Job
By Fern Siegel (Posted 8/2/24)
Max Wolf Friedlich’s Job is a taut two-hander that opens with a gun and ends with a metaphorical bang.
Jane (Sydney Lemmon) is a Gen Z techie who had a major meltdown at work, which her coworkers blasted all over the internet. She not only went viral — she turned into a meme. Rather than escape, Jane is eager to return to work.
To do so, she needs baby-boomer therapist Loyd (Peter Friedman) to sign-off. She’s troubled and stressed. He’s the sensitive analyst eager to probe her panic.
But Job, now on Broadway at the Helen Hayes, is much more than an 80-minute tension-filled therapy session. Jane works for a giant tech company in the Bay Area. But “user care” is a stand-in for content moderation. And the content she confronts on the internet takes her to the darkest regions of human existence: violent, sickening and torturous.
It’s amazing she hasn’t gone postal.
The divide between Jane and Loyd – age, gender, experience – is quantifiable. He probes her past; she rejects conventional expectations. He claims to treat “the ones who have given up, the ones who are beyond help, the ones who you think are beyond help.” But he’s flippant with insights, eager “to connect trauma A to trauma D,” per Jane, and quick to congratulate himself.

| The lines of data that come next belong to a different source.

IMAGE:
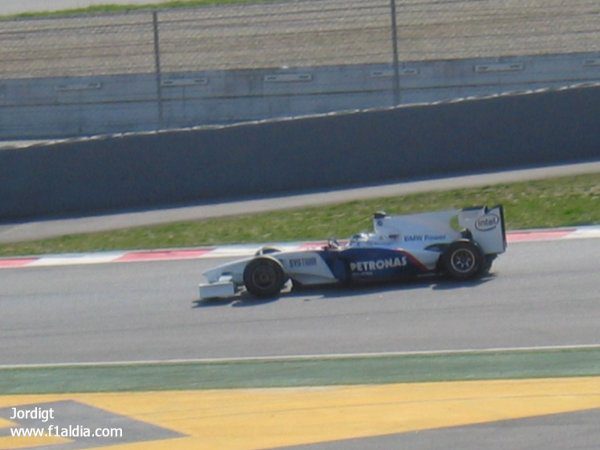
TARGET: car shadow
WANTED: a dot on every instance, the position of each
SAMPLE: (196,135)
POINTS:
(335,291)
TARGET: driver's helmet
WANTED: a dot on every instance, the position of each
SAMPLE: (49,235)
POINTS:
(358,238)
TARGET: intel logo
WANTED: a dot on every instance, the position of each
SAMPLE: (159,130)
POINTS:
(487,222)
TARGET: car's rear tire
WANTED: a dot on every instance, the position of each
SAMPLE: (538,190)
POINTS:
(463,260)
(266,251)
(264,277)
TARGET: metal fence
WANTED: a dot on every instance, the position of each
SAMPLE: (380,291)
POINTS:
(292,33)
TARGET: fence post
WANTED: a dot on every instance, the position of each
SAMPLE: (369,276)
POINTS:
(395,53)
(157,69)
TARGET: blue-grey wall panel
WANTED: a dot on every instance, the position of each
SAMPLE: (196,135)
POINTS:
(302,154)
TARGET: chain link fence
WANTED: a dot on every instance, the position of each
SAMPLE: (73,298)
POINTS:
(302,33)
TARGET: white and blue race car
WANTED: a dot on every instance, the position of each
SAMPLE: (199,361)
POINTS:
(460,243)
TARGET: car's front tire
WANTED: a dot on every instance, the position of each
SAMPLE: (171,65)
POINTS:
(264,277)
(463,260)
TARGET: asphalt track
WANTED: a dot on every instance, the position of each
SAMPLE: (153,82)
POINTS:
(541,294)
(41,229)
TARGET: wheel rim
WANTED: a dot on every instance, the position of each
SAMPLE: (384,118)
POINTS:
(264,276)
(462,260)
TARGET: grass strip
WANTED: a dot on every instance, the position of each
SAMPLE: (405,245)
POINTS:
(564,201)
(304,372)
(110,8)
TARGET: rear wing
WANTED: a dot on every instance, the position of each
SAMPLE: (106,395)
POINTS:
(486,226)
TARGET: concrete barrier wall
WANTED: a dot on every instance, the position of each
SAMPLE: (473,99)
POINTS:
(145,170)
(59,107)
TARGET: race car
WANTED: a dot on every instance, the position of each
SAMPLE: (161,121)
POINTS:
(461,243)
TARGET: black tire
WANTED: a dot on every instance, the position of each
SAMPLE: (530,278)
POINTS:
(264,277)
(463,260)
(266,251)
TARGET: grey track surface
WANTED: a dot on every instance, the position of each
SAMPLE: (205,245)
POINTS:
(51,228)
(577,430)
(543,294)
(297,34)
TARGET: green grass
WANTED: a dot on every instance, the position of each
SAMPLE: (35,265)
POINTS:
(565,201)
(116,8)
(304,372)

Plus, he misreads his client: She hasn’t given up. Instead, her “suffering” is more than a sacrifice. Scrubbing offensive videos from social-media sites is an essential service. The gun seemingly underscores the explosive nature of her reality.
The internet is where we now live, Jane tells him. This tug-of-war appointment reveals generational differences. But the initial premise is upended in such a surprising way, it leaves the audience gasping. This is a gripping psycho-thriller turned horror story.
To underscore Jane’s thoughts, geometric shapes flash various colored lights at key points, accompanied by random sounds, such as a horse braying or a woman having an orgasm. All apparently trigger memory or moment. These breaks, with sets by Scott Penner and sound design by Cody Spencer, are unnerving.
So is Job’s theme, augmented by intense performances.
Lemmon can pivot from calm to angry, sarcastic to sad in the blink of an eye. Friedman holds his own as the crisis counselor, but it’s Lemmon’s play, directed with precision by Michael Herwitz. And while the playwright isn’t treading new ground — the internet’s dark side has been a hellscape for years — he deftly captures the tricky dichotomy between illusion and reality, comprehension and care.
Plus, he gives a younger generation a voice to critique not just her elders, but her peers. And what she says, however disconcerting, strikes a chord. You may need a session when it’s over.